Table of Contents
The abuse of prescription and illegal opioids, such as morphine and heroin, is a significant problem in the U.S., with devastating public health, economic, and social consequences. That’s why scientists are searching for new medicines to help break the cycle of addiction. Now, researchers reporting in ACS’ Journal of Medicinal Chemistry have re-engineered the structure of vincamine, a plant-derived compound, so that it reduces morphine abuse behaviors in mice.
According to the U.S. Centers for Disease Control and Prevention, more than 130 people died each day from an opioid overdose in 2017. To develop a drug to treat opioid addiction, Robert Huigens III, and colleagues wondered if they could use a natural product as a starting point to synthesize new compounds.

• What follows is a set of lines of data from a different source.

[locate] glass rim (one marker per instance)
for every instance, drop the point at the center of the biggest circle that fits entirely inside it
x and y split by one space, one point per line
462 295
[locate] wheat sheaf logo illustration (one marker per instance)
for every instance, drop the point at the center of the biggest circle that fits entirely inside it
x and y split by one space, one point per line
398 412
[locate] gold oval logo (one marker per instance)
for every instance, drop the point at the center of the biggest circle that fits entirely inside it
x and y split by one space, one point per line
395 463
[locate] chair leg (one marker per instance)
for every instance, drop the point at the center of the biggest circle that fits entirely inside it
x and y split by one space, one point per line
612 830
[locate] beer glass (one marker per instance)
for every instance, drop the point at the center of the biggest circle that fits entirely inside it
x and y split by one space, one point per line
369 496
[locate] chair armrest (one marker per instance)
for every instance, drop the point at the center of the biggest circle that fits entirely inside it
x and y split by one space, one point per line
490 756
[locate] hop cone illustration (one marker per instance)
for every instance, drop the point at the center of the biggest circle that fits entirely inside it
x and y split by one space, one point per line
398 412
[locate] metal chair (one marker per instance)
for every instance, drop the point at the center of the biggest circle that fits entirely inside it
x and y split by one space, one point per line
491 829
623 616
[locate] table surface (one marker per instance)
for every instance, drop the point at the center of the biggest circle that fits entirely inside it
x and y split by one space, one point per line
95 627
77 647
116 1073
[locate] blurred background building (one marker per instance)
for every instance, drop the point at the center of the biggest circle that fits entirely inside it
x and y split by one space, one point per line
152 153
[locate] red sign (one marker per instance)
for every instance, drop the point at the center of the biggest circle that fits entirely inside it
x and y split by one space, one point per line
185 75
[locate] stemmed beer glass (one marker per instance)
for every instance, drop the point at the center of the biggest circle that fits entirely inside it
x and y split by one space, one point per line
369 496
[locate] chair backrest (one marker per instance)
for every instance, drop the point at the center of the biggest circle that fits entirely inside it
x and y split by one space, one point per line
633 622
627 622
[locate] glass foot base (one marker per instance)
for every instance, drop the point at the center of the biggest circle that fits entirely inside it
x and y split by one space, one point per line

Many plant-produced compounds have complex structures that can bind to therapeutically relevant biological targets. Huigens reasoned that by altering the form of one such compound, vincamine — an indole alkaloid from the leaves of the plant Vinca minor — they might obtain a molecule that binds to new protein targets involved in opioid addiction, thereby blocking the drugs’ “high” sensations.
The team altered vincamine’s chemical structure, producing a diverse library of 80 small molecules. They then screened seven of these molecules to bind to specific protein receptors and block their action. One of the molecules referred to as “V2a,” inhibited a protein called hypocretin receptor 2 (HCRTR2) involved in heroin dependence, whereas the parent compound, vincamine, did not affect. The researchers then tested this compound in mice, finding that pretreatment with V2a prevented mice from spending extra time in a chamber where morphine is administered.
In another experiment, mice that had “recovered” from morphine addiction and treated with V2a, did not relapse to morphine abuse tendencies in response to stress, unlike mice that were not treated with the new molecule. The team also conducted molecular modeling experiments to visualize how the compound binds to HCRTR2, allowing them to tweak the mix’s structure for even stronger binding and efficacy.